Early 80's action cartoon on ABC.

In the midst of the original Dungeons and Dragons frenzy, ABC began showing a new cartoon called Thundarr the Barbarian. The cartoon had elements of fantasy, adventure, and science along with a female character in a short costume, making it the perfect vehicle for its target audience.

The series was set in a distant future. After the destruction of civilization in the early 1990's by the gravitational pull of a rogue planet, the world returned, but a world ruled by sorcery and advanced science. People were being oppressed and mistreated. But a champion arose to defend the weak and deliver really bad dialogue. He is Thundarr the Barbarian! Armed with his mystic flaming sun sword, Thundarr traveled the world fighting evil.
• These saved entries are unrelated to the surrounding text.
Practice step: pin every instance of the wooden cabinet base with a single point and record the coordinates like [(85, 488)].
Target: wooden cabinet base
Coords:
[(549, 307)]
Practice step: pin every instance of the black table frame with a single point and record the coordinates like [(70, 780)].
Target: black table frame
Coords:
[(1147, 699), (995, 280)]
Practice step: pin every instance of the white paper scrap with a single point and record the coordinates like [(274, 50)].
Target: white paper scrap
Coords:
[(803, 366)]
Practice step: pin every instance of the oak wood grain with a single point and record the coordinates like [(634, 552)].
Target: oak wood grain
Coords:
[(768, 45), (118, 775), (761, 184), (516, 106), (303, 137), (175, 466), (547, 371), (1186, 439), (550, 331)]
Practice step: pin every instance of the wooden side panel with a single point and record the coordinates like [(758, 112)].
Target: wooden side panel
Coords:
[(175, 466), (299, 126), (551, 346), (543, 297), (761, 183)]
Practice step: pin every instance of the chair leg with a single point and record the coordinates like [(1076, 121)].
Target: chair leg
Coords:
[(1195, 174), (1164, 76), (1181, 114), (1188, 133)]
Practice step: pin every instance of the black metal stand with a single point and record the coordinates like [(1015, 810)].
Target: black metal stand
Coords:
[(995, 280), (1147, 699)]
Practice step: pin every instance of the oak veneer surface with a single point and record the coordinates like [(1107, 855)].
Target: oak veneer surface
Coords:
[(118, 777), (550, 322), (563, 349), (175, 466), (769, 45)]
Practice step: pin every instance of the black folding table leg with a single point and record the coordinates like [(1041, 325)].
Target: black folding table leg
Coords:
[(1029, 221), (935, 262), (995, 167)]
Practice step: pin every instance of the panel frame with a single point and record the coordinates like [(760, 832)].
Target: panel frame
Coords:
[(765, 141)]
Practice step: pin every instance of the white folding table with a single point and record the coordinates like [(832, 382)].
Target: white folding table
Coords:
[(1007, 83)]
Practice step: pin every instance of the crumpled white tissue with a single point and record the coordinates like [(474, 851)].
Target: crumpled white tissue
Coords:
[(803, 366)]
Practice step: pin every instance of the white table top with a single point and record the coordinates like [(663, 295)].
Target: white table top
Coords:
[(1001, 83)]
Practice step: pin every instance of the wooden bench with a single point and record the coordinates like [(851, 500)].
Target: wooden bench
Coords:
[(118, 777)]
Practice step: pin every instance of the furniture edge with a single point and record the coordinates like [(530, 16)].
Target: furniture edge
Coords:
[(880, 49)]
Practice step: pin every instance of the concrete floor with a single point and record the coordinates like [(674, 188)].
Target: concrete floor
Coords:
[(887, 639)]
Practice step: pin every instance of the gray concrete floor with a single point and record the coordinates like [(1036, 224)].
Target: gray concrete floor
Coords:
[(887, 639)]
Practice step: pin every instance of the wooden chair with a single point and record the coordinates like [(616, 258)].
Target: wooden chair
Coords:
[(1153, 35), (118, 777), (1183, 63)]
He was accompanied by Princess Ariel, a dusky-skinned sorceress with a penchant for calf-high boots and short costumes, and Ookla the Mok, a hairy, fanged creature of incredible strength and the pronounciation skills of Ozzy Osbourne.

These three traveled the globe in search of adventure, battling the forces of evil and looking for opportunities for Thundarr to speak such gems of dialogue as "Ariel! Ookla! Ride! or to use exclamations like Demon Dogs! or Lords of Light!.

The series ran for a year and a half on ABC and is occasionally shown on the Cartoon Network.

The coolest thing about Thundarr's post-apocalypse, to me, was the fact that the celestial event that had ruined civilization also split the moon in two. The two half-moons, with a little debris between, were nearly always visible above the action in Thundarr's nightscape. I remember many a gradeschool dialogue about whether this was possible. My science-leaning peers decreed that any gravitational effect powerful enough to rend our moon in twain would leave no life behind on our planet, not even the tough, wookie-like Ookla. Or if it did, the resulting gravity weirdness would play havoc with Earth. I always wondered how it could stay split...it seemed to me that its own weight would cause it to fall back onto itself.

However, I was able to suspend disbelief throughout the whole series and get my Saturday-morning light saber and wookie fix during the excruciating lull between Star Wars installments.

Thundarr's light saber (or "sun sword," as it's called) was held magnetically on a metal greave he wore on his left forearm. When not active, it was just a bladeless hilt. Note that Thundarr never used it on living beings--he only "killed" robots.